Lucas was back in the confessional—just a wooden table, a chair, and four bare walls.

He exhaled slowly, as though releasing a weight he'd been carrying for years.

"What a horrible memory…"

---

In the Arena

Gasps erupted.

"Scary?? That's it?? What's so scary about that?!"

"Maybe… maybe his mind works differently from ours?"

"I just looked it up—this newcomer Lucas does have a history of mental illness!"

"Yeah, but still… this kind of 'fear' is nothing like normal people's!"

The chat stream was a flood of confusion, speculation, and heated debate. The system's reward notifications chimed rapidly, snapping the clown host from his stunned silence.

"Wow… contestant Lucas… you've really exceeded my expectations."

For a moment, even he was lost for words. How could he comment on something so baffling?

---

The system voice interrupted:

[Player Lucas' half-hour main screen broadcast has ended.
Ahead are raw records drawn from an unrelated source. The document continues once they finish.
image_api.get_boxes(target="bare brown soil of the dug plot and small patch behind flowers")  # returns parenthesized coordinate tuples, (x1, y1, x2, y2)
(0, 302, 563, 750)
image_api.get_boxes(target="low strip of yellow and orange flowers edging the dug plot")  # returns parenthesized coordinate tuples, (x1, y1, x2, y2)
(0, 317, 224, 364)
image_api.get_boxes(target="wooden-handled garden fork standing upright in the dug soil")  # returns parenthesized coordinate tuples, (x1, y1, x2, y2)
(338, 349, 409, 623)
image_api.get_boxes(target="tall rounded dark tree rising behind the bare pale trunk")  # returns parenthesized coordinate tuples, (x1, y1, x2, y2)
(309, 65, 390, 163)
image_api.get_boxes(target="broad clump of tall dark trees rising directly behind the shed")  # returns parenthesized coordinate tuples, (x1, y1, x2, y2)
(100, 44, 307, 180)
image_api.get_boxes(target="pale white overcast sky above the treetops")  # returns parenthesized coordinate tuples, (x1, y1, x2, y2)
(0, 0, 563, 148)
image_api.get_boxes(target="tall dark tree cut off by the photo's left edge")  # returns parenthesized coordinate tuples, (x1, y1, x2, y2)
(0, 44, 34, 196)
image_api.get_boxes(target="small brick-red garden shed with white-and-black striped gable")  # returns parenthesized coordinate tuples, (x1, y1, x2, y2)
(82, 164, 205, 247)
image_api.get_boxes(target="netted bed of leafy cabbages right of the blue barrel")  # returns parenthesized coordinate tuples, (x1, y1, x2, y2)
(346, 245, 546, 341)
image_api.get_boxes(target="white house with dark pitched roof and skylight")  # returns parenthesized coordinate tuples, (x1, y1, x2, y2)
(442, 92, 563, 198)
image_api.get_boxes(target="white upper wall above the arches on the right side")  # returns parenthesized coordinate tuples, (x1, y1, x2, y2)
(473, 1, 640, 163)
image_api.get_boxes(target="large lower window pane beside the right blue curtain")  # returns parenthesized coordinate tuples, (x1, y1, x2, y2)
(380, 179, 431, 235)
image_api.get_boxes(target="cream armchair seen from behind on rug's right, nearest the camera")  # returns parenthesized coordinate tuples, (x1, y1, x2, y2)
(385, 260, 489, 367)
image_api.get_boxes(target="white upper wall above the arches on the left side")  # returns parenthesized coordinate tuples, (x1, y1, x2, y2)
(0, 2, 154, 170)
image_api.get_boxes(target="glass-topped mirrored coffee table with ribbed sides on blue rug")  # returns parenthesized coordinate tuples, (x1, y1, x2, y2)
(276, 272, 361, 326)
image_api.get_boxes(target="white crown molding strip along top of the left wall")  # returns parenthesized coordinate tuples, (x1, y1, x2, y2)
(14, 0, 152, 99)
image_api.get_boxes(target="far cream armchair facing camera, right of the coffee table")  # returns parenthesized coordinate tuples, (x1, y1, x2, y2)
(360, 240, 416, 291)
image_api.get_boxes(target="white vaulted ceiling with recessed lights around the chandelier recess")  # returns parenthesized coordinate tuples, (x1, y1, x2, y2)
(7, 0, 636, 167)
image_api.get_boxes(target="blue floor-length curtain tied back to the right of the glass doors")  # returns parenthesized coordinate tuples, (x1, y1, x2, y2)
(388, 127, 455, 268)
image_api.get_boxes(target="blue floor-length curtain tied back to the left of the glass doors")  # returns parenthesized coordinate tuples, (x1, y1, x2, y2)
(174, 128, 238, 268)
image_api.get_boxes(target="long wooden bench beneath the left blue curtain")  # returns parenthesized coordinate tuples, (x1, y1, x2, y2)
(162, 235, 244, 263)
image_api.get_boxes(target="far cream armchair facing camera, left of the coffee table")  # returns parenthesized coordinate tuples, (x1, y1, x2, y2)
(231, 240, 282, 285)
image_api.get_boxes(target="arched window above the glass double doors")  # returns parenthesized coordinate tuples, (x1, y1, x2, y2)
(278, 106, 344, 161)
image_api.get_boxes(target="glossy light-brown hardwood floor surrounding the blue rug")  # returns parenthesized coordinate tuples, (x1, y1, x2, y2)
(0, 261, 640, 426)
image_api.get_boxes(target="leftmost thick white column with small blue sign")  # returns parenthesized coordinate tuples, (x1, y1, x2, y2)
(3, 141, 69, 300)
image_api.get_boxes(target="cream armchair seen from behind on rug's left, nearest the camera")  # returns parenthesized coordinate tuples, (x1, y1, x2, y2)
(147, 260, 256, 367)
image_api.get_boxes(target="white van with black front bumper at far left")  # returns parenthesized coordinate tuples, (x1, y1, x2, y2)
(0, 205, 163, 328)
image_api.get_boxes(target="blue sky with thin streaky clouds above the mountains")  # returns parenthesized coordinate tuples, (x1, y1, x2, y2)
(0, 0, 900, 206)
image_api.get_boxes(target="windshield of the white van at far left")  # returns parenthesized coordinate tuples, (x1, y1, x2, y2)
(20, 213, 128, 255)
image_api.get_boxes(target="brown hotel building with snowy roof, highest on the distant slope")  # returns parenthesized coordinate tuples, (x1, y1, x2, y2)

Please continue to work hard.]

[Player Lucas' popularity has risen sharply—currently ranked first among all finalists.]

The main screen shifted to another top player's perspective, but few in the arena paid attention. All conversation, all curiosity, was still fixed on Lucas.

On the side screens, his small live feed was swarmed. For the first time in the competition's history, the number of players watching a small-screen feed nearly matched those watching the main broadcast.

---

And in the midst of it all, Lucas sat alone in the confessional, waiting for the next twist of fate.